On the outside, you look OK, but inside, you’re a mess. I should know. My husband has been both financially and emotionally dishonest with me. (To this day, he claims he never got physical.)

Let me back up.

Fifteen years ago, my husband decided he wanted to leave his well paying job to become a real estate agent. He had a nice chunk of change from his dad’s will, and I was on board. We were excited about the future.
Until a few years later, when he’d only sold two or three homes, claiming the competition was too tough. So we began to borrow and borrow. Then I pawned my engagement ring and sold out my 401K because surely, surely it would turn around.
By this point, we had four children and we were barely able to pay to put gas in our car. Then his car broke down and he couldn’t afford to fix it. This was the first time I was without a car and trapped at home.
But I still believed in him. I spoke to friends and even strangers at the grocery store to get him more business. They said he never returned calls. I should have started to get suspicious at that point, but I wanted to believe. I married for better or for worse. It would be OK.

Then he started to borrow money from our oldest daughter. I cried. She cried. He went to the office.
At “the office,” I learned he had a little club of realtors he would chat and go to lunch with daily. These weren’t actual “career realtors”—they were the moms married to a doctor or the sons of very wealthy business owners. They went to the office to socialize, and my husband found them all fascinating. Much more fascinating than his family that was splitting a box of mac and cheese for dinner. He went out with the fun people.

I confronted him.

He begged forgiveness. He said he would turn over a new leaf. And, for a few months, he did. Those few months were nice. We had birthdays with presents and cake—my birthday never fell under one of the good times, but he assured me that ‘next year’ would be different.

The bad times always seemed to return. My husband claimed he was trying, and it would get better. But it never did. Then he had an idea.

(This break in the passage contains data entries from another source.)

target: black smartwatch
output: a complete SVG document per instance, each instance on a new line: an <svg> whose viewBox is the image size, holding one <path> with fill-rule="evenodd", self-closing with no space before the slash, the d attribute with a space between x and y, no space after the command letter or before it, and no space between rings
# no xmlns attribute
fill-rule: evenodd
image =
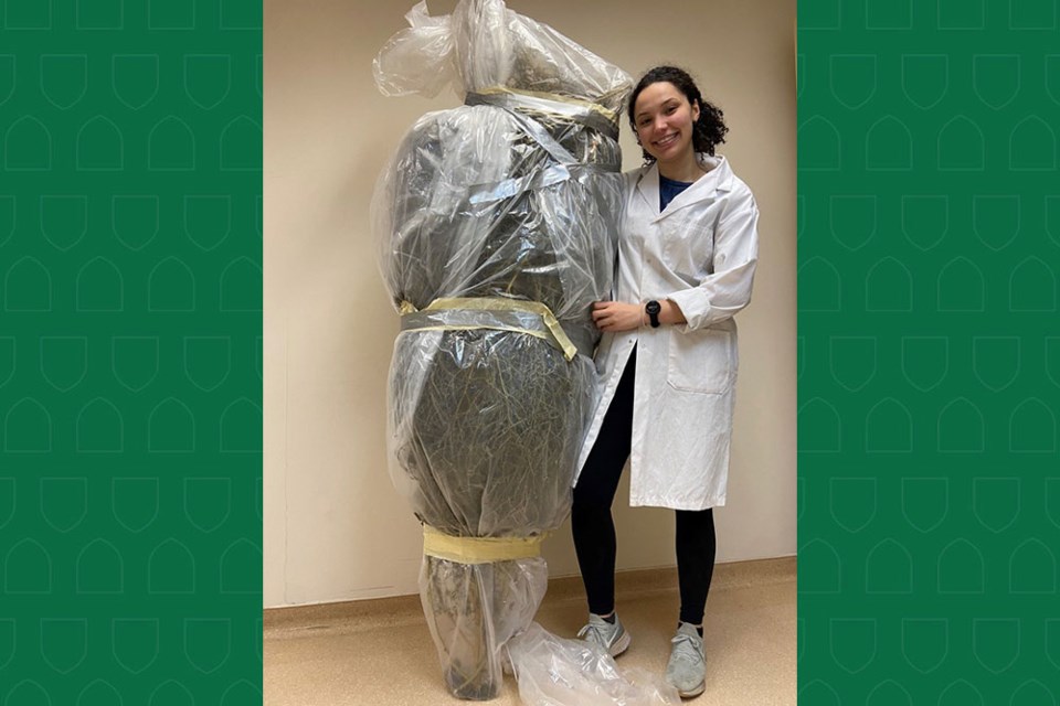
<svg viewBox="0 0 1060 706"><path fill-rule="evenodd" d="M657 302L655 299L650 300L648 303L644 304L644 312L648 314L648 321L651 322L653 329L659 328L659 312L662 311L662 304Z"/></svg>

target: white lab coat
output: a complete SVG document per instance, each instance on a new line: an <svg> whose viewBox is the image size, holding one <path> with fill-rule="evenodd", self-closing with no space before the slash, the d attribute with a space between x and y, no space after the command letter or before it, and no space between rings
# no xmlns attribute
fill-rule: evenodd
<svg viewBox="0 0 1060 706"><path fill-rule="evenodd" d="M615 299L670 299L688 320L605 333L596 352L603 392L579 473L636 345L630 505L725 504L738 366L732 317L751 301L759 210L723 157L698 159L710 171L661 213L658 167L625 174Z"/></svg>

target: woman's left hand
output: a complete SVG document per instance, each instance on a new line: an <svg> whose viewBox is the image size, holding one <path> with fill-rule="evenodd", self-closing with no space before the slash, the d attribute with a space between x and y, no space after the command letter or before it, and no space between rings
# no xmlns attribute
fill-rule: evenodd
<svg viewBox="0 0 1060 706"><path fill-rule="evenodd" d="M640 304L622 301L593 302L593 322L601 331L633 331L644 322Z"/></svg>

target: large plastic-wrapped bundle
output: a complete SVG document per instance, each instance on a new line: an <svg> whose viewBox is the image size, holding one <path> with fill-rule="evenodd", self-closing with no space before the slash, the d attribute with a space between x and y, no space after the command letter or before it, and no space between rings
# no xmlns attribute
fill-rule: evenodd
<svg viewBox="0 0 1060 706"><path fill-rule="evenodd" d="M412 127L373 200L402 313L391 474L424 524L421 597L447 684L486 699L544 595L540 541L570 512L630 81L501 0L406 17L375 61L380 89L452 83L464 105Z"/></svg>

“We can sell the house,” he gleefully whispered. “I know someone who will buy it and then let us rent for a couple of years. We’ll get back on our feet.”

My mind began to swim, thinking of real Christmases, a real birthday gift for me (selfish I know, but try not getting a single gift from your husband for ten years) and being able to buy food from the grocery store without worrying about a card decline.

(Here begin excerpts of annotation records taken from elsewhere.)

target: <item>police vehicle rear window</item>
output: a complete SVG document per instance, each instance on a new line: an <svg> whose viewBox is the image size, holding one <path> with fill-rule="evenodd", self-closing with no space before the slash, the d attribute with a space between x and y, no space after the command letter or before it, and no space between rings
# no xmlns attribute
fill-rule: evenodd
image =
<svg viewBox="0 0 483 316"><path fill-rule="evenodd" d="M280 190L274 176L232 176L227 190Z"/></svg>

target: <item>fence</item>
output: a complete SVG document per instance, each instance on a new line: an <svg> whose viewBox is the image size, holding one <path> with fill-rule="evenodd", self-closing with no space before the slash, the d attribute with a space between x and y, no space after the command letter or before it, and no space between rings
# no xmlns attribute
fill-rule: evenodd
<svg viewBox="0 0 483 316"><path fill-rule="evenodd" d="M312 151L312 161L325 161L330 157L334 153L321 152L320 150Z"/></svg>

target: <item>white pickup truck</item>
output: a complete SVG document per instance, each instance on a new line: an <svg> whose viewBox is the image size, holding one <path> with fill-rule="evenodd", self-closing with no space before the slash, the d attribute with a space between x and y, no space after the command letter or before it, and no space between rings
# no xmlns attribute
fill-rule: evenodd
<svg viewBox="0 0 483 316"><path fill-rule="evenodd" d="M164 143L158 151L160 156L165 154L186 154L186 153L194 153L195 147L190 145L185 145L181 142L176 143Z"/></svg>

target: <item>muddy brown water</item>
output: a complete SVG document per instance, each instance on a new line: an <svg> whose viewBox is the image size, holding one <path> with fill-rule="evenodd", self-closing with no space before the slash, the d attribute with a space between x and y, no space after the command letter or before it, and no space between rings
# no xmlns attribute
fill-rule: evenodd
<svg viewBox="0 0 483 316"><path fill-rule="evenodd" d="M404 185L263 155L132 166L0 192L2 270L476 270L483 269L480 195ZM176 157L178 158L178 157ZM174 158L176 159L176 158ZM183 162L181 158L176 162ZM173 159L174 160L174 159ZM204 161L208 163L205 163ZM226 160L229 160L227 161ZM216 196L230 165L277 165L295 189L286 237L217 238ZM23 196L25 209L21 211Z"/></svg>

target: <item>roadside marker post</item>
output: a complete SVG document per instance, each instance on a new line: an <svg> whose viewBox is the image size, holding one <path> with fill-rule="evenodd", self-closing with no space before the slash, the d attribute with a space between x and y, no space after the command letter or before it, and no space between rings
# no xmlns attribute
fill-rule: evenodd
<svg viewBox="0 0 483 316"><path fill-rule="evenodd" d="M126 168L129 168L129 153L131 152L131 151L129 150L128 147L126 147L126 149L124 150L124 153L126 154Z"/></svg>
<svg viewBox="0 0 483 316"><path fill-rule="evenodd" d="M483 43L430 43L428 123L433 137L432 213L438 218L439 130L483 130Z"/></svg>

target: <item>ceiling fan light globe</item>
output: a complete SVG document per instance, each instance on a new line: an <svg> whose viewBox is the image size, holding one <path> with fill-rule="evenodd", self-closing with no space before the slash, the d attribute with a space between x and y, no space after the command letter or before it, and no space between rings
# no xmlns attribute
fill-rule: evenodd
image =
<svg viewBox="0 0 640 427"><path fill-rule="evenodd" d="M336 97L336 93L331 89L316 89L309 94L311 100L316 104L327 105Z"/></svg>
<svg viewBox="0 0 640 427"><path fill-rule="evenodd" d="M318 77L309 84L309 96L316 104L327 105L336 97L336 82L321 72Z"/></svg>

Less than three months later, I got a text from his mother telling me she would make sure we received her check before the rent was due. My heart sank. I hadn’t bought much of anything but food and paid off a few small bills. I was only in the process of getting health insurance. And it was a month before my birthday.

Melissa Segal/Reshot

I confronted him. Again.

He claimed I spent too much and lost control. He screamed that I wasn’t supporting him and was just spending everything. I cried. He screamed more. I got the flu and had to pray every night I wouldn’t die. He said we had no money to go see a doctor.

I cursed myself and hated myself for months. How could I be so stupid to blow all that money?

Without me knowing, he pawned his car to cover bills after people were tired of lending, and he was unable to pay the ridiculous note (PSA: Never ever pawn your car at a check title type place—it is a scam, and you will never win). He lost his car, and for the second time, I lost mine to him.

Then one day, almost a year after the house sale, I glanced at my journal and reviewed my spending from the last year. I quickly realized it was impossible that I had gone through all the money. I went back to look and discovered many large ATM withdrawals at a strip club (the total amount was in the tens of thousands).

I confronted him. He lied. Then he confessed, saying that he felt more welcome there than at home.

I broke down. I never got a chance to have a birthday. I never got health insurance. I couldn’t function. My guts were out and being stomped all over. I couldn’t breathe. He said he was sorry. He said he would change. And oddly enough, he did.

For a few months.

Fast forward to now. We are facing eviction, and I have now discovered he hasn’t filed taxes for years. He is begging for another chance. He said he found God, and he will never fail to provide for his family again. I can’t look at him.

I have no money to leave him. We only have one car so I can’t kick him out. Friends are calling with prayers. They think we just need counseling. I feel past talking.

I am now almost 50 years old and have been out of the work force for 20 years. My kids are ready to leave him. I know I need to, but I am scared. He is back saying he’s going to work super hard. I don’t think I believe him.

I don’t how this story will end. I want to believe in fairy tales, but I think I want to be the one who saves herself. I’m just not sure how yet.